The online posting from ISIS announcing her death included several photographs of her, none of them recent.  There were also photographs of the bombed-out building where she supposedly died, but analysts noted those also did not appear to be recent photos of a freshly-bombed structure, as there was no smoke rising from the debris.  It is also possible that the message announcing her death was not an authentic ISIS communique; it was posted on a website often used by the Islamic State and passed around by the groups fans on Twitter, but intelligence agencies have not yet announced its authentication.  The UK Daily Mail reports there was no official confirmation of airstrikes in the area where Mueller allegedly died from the Jordanian government, although “unverified reports on social media claimed the city has been hit multiple times.”

A Jordanian government spokesman told CNN his government was “highly skeptical” of the report, describing it as an obvious ploy to weaken morale in the U.S. and Jordan.  “What we know about this terrorist organization is that they are liars when it comes to this things,” he observed.

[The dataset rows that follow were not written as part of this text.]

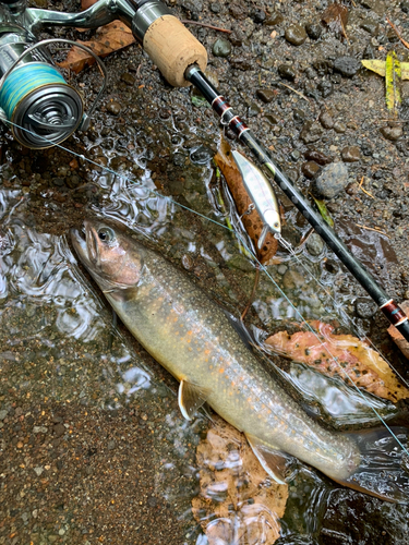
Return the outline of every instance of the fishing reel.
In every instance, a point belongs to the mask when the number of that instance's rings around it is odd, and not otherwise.
[[[92,49],[68,39],[38,40],[45,27],[98,28],[121,20],[143,44],[173,86],[190,85],[190,64],[206,66],[204,47],[171,15],[160,0],[99,0],[81,13],[27,8],[26,0],[0,0],[0,120],[24,146],[38,149],[60,144],[76,130],[86,130],[107,83],[104,63]],[[98,62],[101,88],[87,113],[79,92],[55,65],[46,46],[75,45]]]

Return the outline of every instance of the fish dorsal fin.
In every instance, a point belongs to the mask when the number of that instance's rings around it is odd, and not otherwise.
[[[268,475],[278,484],[290,481],[297,467],[297,460],[286,452],[266,445],[253,435],[245,434],[252,451]]]
[[[200,386],[181,380],[179,385],[179,409],[187,420],[192,420],[194,413],[200,409],[208,398],[209,390]]]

Jordanian Interior Minister Hussein Majali added his opinion that the report was an ISIS “P.R. stunt” designed to “cause problems internally in Jordan” and “drive a wedge between the coalition.”

CNN also has a statement from Mueller’s parents, who have, until now, asked the media and government officials to keep their daughter’s identity confidential, out of concerns for her safety: “After going to extraordinary efforts to keep Kayla’s name out of the media for so long, by securing the cooperation of journalists throughout the world, her name was released today.  This news leaves us concerned, yet, we are still hopeful that Kayla is alive. We have sent you a private message and ask that you respond to us privately.”

As CNN goes on to note, judging the veracity of this claim is tricky because while ISIS is notorious for visiting torment and murder upon its prisoners, they’re also noted for lying about whether their hostages are alive or dead.  Most of their high-profile butchery was performed weeks before videos of the murders was released; Lt. Mu’ath al-Kaseasbeh, horribly burned alive in a video released last week, is thought to have been dead for several weeks, meaning ISIS was bargaining for concessions to release a man it had already killed.  Analysts are divided between conceding that so little is known about the distribution of ISIS forces within occupied Syrian territory that it’s possible Mueller could have been held in any given building hit by an airstrike and observing that the terrorists’ story about her death has a few holes in it, notably the claim that none of their fighters was even injured by an airstrike that supposedly killed a prisoner.

Sadly, it is also possible that Mueller has been dead for some time, and ISIS chose a convenient opportunity to use her death for propaganda purposes.  We can all join her parents in hoping for better news, while working to annihilate the creatures who took her hostage.  So far, it looks like ISIS badly miscalculated the effect its latest round of atrocities would have on the fighting spirit of Jordan.